Tom wrote:
> OK dann werde ich das über das Zwischensignal lösen.
>
> Warum funktioniert dann aber eigentlich die Sache mit dem
> Verkettungsoperator & beim Erstellen des Zwischensignals? Da ist es doch
> auch eine Signalzuweisung und man schreibt eine Operation hin?
Hm interessant. "Weil es VHDL nicht zuläßt!" - wäre eine korrekte
Antwort, aber damit wäre ich auch nicht zufrieden.
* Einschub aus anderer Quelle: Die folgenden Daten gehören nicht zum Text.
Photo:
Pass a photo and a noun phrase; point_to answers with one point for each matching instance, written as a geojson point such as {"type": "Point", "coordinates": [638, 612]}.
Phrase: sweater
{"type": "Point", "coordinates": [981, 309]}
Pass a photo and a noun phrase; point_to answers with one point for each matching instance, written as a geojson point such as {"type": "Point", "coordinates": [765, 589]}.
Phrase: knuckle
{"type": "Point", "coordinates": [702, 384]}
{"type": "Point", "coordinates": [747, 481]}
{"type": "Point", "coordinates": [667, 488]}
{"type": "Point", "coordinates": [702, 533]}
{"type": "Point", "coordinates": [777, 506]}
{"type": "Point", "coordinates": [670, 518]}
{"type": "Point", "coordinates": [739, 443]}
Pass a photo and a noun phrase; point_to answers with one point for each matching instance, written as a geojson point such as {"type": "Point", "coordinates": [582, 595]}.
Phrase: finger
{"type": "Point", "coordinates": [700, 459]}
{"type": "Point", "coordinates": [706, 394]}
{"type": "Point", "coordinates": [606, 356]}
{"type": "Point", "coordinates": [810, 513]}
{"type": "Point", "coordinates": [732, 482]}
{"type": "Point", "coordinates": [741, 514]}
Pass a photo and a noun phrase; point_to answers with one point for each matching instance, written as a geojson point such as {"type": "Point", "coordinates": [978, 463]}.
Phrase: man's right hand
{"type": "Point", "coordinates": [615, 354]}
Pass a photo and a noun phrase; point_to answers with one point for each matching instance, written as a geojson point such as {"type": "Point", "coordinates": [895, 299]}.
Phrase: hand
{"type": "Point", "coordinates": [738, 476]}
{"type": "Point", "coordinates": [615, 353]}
"Weil man so Hardware nicht vollständig beschreiben kann" scheint den
nagel auf den Kopf zu treffen, ist aber auch nicht für den frager
verständlich.
Also:
Port Map (=>)und Signalzuweisung (<=) sind zweierlei, der Effekt nur
scheinbar derselbe. Wenn man VHDL laut list sagt man bei dem Portmap
Pfeil
"gets" und bei der Signalzuweisung "is connected to". Der feine
Unterschied
liegt im zeitliche Verhalten. In der Signalzuweisung ist immer eine
Verzögerung enthalten. Mindestens ein Simulationsschritt (Delta-cycle)
in echt einige Pico bis Nanosekunden. Die zeit schreibt man für die
Simulation auch an die Zuweisung (a <= b after 2 ns;) ran. Bei der
Portmap wird die verzögerung nicht mit beschrieben, die Portmap ist
verzögerungsfrei. In Echt
hast du nun 4 leitungen die du an die Komponente führst, jede
unterschiedlich lang und dadurch mit unterschiedlichen Verzögerungen
behaftet. Ohne das Zwischensignal kann die Simulation keine
Verzögerungen berechnen, also wirst du gezwungen diese Zwischensignal
vorzugeben. Daher stammt wohl die festlegeung nur signale (Modelle mit
verzögerung) in portmaps zu verwenden und keine Operatoren.
Wenn ich es mir recht Überlege ist "&" das Problem, weil dadurch das
Verzögerungsmodel verkürzt wird.
Meint
a <= b & c & d after 3 ns;
verschleiert die unterschiedlichen verzögerungen. Ist aber leichter zu
überschauen als.
a(2) <= b after 3 ns;
a(1) <= c after 3 ns;
a(0) <= d after 3 ns;
Also kurz gesagt, da in VHDL Signale mit Verzögerungen modelleirt
werden,
kann man die Signalzuweisung nicht wie eine Speicherstellenzuweisung in
C
verwenden. ist halt ne andere Philosophie di dahinter steht.